Pero, más allá de las formas y expresiones que captan los sentidos y satisfacen a la mente, siempre ávida de conceptos, ¿somos capaces de sentir y de vivir al Jesús sereno y libre, discreto, humilde, obediente al Padre, atento a su Misión y no a la mirada del mundo?

¿Buscamos a ese Cristo real, Verbo encarnado, Palabra viviente, que experimenta hasta lo más hondo el Misterio de la Redención, y quiere que lo vivamos con Él? En esa hondura, ese trasfondo de realidad, no hay jolgorio ni triunfalismo, pero tampoco hay morbo ni sensiblería. Todo se interioriza, ya no hay emociones externas, sino sentimientos, auténticos y transformadores. Hay angustia y soledad, sí, la tristeza hasta la muerte de la naturaleza humana de Jesús; sombras que cubren momentáneamente la Luz. Un hombre que es Dios se prepara con un triunfo efímero para la muerte en cruz, la más absoluta derrota en el mundo, el preludio del triunfo verdadero, porque su reino no es de este mundo.

Vivamos en el mundo, sabiendo que no somos del mundo (Jn 17, 16), festejando y alegrándonos cuando es momento de alegría, sin olvidar las sombras que siempre acechan. Fijemos la mirada y el corazón en la Meta que trasciende este claroscuro efímero, tan familiar como frágil, escenario transitorio donde los dramas se suceden y donde, en cualquier momento, puede bajar el telón. Entonces seremos para siempre testigos de lo Real, súbditos del Reino en que la Luz no se apaga.


Me dijo una tarde
de la primavera:
Si buscas caminos
en flor en la tierra,
mata tus palabras
y oye tu alma vieja.
Que el mismo albo lino
que te vista, sea
tu traje de duelo,
tu traje de fiesta.
Ama tu alegría
y ama tu tristeza,
si buscas caminos
en flor en la tierra.
Respondí a la tarde
de la primavera:
Tú has dicho el secreto
que en mi alma reza:
yo odio la alegría
por odio a la pena.
Mas antes que pise
tu florida senda,
quisiera traerte
muerta mi alma vieja.

                       Antonio Machado

              El poeta conoce bien la necesidad de morir para nacer de nuevo. Que, en la Semana Santa que comienza, seamos capaces de morir con Jesús, para poder resucitar con Él y alumbrar Vida; hombres y mujeres nuevos, despiertos y libres.  

28 de marzo de 2015

Via Crucis, Via Lucis, Via Amoris


Semana Santa, días de recordar de nuevo que somos polvo, pero polvo de estrellas, llamados desde el barro a la Luz por Aquel que, al ser elevado sobre la tierra, nos eleva con Él.
 
Voy a recuperar textos del año pasado, porque necesito silencio y quietud para poder vivirlo conectada con la Jerusalén Celeste, Pascua eterna. Por eso voy a intentar liberarme de ordenadores, móviles, televisores, compromisos que no sean esenciales, de la Esencia, cumplimiento de Promesa. 
 
Escojo la wifi verdadera, la conexión esencial, para adentrarme como nunca, como siempre, como ahora, en el Misterio. Para esto ha venido, he venido, hemos venido….Para seguirle en la Cruz, y de ella a la Luz: Resurrección que ya somos.

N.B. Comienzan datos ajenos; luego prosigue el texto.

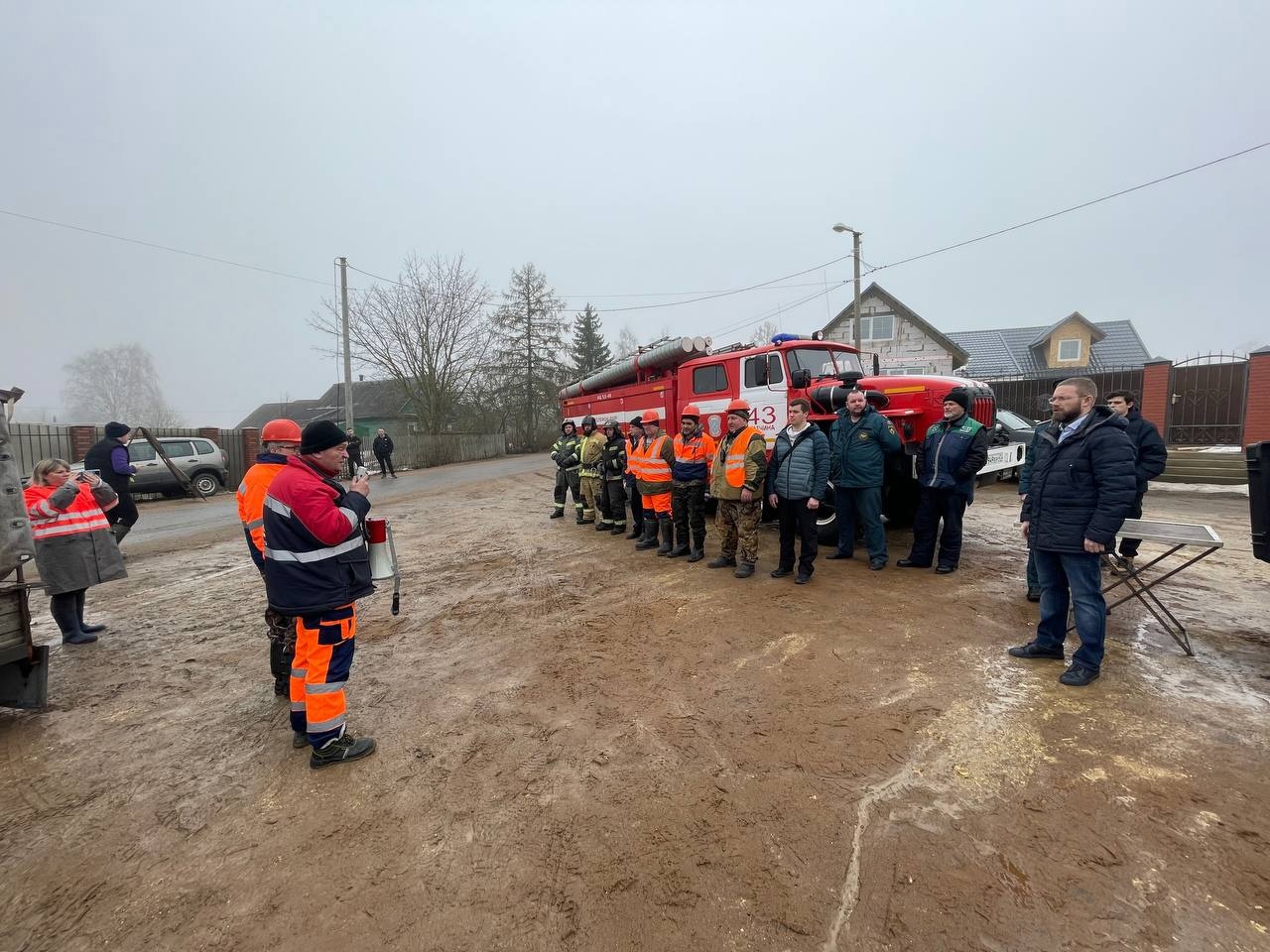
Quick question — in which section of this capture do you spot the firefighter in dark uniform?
[552,420,583,525]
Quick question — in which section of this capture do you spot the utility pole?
[339,255,355,430]
[853,228,860,350]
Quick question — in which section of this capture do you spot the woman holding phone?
[23,459,127,645]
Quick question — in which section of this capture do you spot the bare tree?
[313,255,493,432]
[63,344,182,427]
[493,263,569,448]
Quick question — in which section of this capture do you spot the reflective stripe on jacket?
[671,430,717,482]
[264,456,375,615]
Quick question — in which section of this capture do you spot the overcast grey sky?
[0,0,1270,426]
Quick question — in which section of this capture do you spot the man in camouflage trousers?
[577,414,606,525]
[552,420,581,523]
[706,400,767,579]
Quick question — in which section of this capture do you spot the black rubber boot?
[635,520,657,551]
[309,734,375,771]
[657,520,675,554]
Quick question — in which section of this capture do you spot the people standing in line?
[552,420,581,525]
[631,410,675,554]
[600,420,626,536]
[625,416,644,538]
[1107,390,1169,568]
[577,414,604,526]
[826,390,903,571]
[668,404,717,562]
[371,426,396,480]
[706,400,767,579]
[23,459,127,645]
[264,420,375,770]
[895,387,988,575]
[83,420,139,544]
[235,418,308,700]
[766,398,830,585]
[344,426,364,479]
[1019,422,1051,602]
[1010,377,1138,686]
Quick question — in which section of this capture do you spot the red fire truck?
[560,334,1025,542]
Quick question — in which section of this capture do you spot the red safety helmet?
[260,417,300,445]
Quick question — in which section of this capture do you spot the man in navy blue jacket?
[1010,377,1137,686]
[895,387,988,575]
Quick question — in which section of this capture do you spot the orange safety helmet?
[260,417,300,445]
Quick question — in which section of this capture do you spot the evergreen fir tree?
[569,302,613,377]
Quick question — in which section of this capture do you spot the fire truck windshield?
[785,346,863,377]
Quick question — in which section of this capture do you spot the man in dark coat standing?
[895,387,988,575]
[1107,390,1169,566]
[1010,377,1137,688]
[83,420,139,544]
[371,426,396,480]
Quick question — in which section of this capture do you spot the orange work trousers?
[291,604,357,748]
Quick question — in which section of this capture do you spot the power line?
[0,208,326,287]
[872,142,1270,272]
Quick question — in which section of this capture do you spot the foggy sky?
[0,0,1270,426]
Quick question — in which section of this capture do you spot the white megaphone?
[366,516,401,615]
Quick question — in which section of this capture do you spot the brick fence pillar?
[239,426,260,468]
[1138,359,1174,443]
[71,426,96,462]
[1243,345,1270,447]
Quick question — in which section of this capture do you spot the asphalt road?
[123,454,552,551]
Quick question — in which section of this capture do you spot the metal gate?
[1166,354,1248,445]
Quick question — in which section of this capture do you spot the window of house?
[745,353,785,387]
[860,313,895,340]
[693,363,727,394]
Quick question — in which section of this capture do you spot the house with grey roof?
[825,282,970,376]
[948,311,1151,380]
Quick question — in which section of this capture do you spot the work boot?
[657,520,675,554]
[635,520,657,551]
[309,734,375,771]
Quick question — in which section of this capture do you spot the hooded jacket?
[1021,407,1137,552]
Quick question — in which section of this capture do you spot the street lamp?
[833,222,860,352]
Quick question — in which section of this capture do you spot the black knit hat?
[944,387,970,413]
[300,420,348,453]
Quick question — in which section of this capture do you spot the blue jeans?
[1033,548,1107,671]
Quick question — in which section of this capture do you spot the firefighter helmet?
[260,417,300,444]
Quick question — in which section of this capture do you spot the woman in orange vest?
[23,459,128,645]
[630,410,675,554]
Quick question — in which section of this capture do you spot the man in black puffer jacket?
[1010,377,1138,686]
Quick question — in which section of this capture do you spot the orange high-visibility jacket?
[235,463,286,558]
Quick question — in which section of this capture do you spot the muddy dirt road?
[0,466,1270,952]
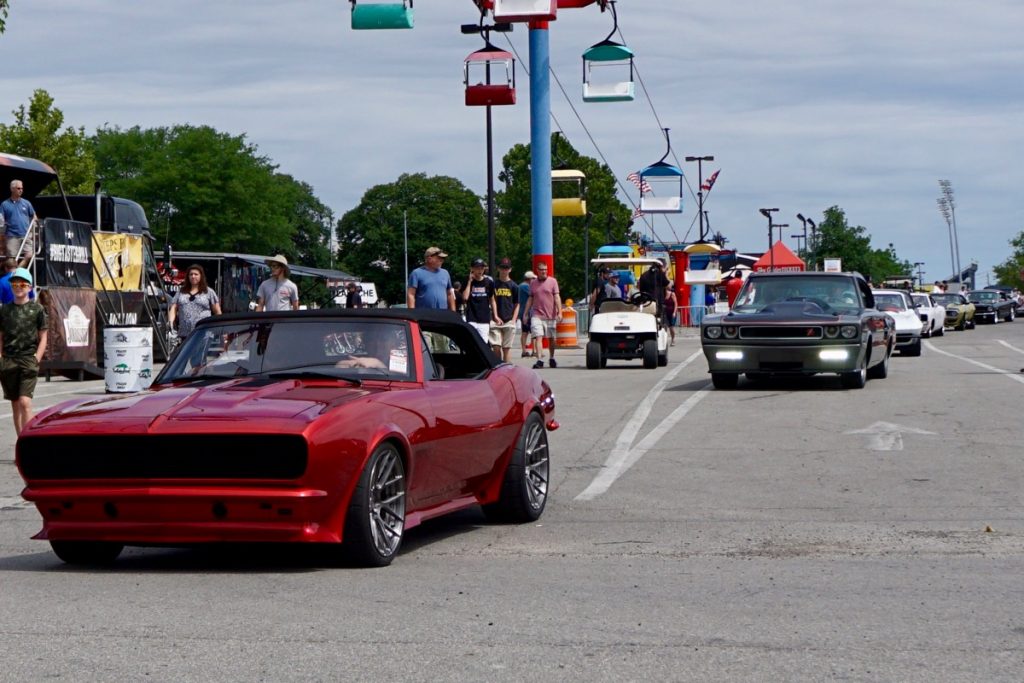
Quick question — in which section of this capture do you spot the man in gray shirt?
[256,254,299,310]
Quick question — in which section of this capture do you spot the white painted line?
[925,341,1024,384]
[995,339,1024,353]
[575,351,708,501]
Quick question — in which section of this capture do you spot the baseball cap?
[10,268,32,285]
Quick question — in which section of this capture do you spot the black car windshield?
[732,274,863,313]
[157,318,414,382]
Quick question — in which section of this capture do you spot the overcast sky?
[0,0,1024,285]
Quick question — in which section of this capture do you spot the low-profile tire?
[643,339,657,370]
[867,344,893,380]
[483,413,551,523]
[587,342,604,370]
[711,373,739,389]
[344,443,408,567]
[50,541,125,566]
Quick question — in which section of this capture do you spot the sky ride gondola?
[551,170,587,218]
[640,128,683,213]
[349,0,413,31]
[583,2,636,102]
[464,43,515,106]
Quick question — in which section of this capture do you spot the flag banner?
[92,232,142,291]
[39,218,92,289]
[700,169,722,193]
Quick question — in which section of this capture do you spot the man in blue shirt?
[0,180,36,262]
[406,247,455,310]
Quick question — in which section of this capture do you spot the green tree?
[992,230,1024,290]
[0,89,96,194]
[808,206,912,284]
[496,133,631,299]
[338,173,487,304]
[93,125,292,254]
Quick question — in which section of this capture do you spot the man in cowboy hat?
[256,254,299,310]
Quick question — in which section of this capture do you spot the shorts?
[469,323,490,344]
[487,323,515,348]
[529,315,558,339]
[0,355,39,400]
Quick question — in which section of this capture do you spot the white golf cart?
[587,257,669,370]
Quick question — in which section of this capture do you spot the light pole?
[758,208,778,272]
[686,157,715,242]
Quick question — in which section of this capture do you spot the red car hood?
[34,379,385,426]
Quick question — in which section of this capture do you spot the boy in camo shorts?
[0,268,46,434]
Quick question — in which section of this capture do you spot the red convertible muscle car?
[16,308,558,566]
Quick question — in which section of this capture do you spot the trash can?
[103,327,153,393]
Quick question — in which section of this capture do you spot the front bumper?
[702,341,863,375]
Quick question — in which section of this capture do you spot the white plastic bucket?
[103,327,153,393]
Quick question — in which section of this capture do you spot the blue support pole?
[529,22,555,275]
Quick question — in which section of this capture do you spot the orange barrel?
[555,306,579,348]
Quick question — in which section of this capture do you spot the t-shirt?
[0,200,36,238]
[466,278,495,325]
[173,289,220,338]
[409,265,452,310]
[256,278,299,310]
[529,278,558,321]
[495,280,519,323]
[0,301,47,358]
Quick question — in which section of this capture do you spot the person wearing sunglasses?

Esa es la Obra, el Retorno a la Casa del Padre, entregándolo todo: los viejos mundos, las viejas lógicas, los paradigmas que ya no sirven… Grano de trigo que muere para dar fruto, morir a sí mismo para renacer al Sí Mismo. Más allá de la experiencia, más allá de la existencia, más allá de la mente y sus dictados y mentiras, más allá de la energía de aquí abajo, que solo conduce a vidas que se agotan en sí mismas…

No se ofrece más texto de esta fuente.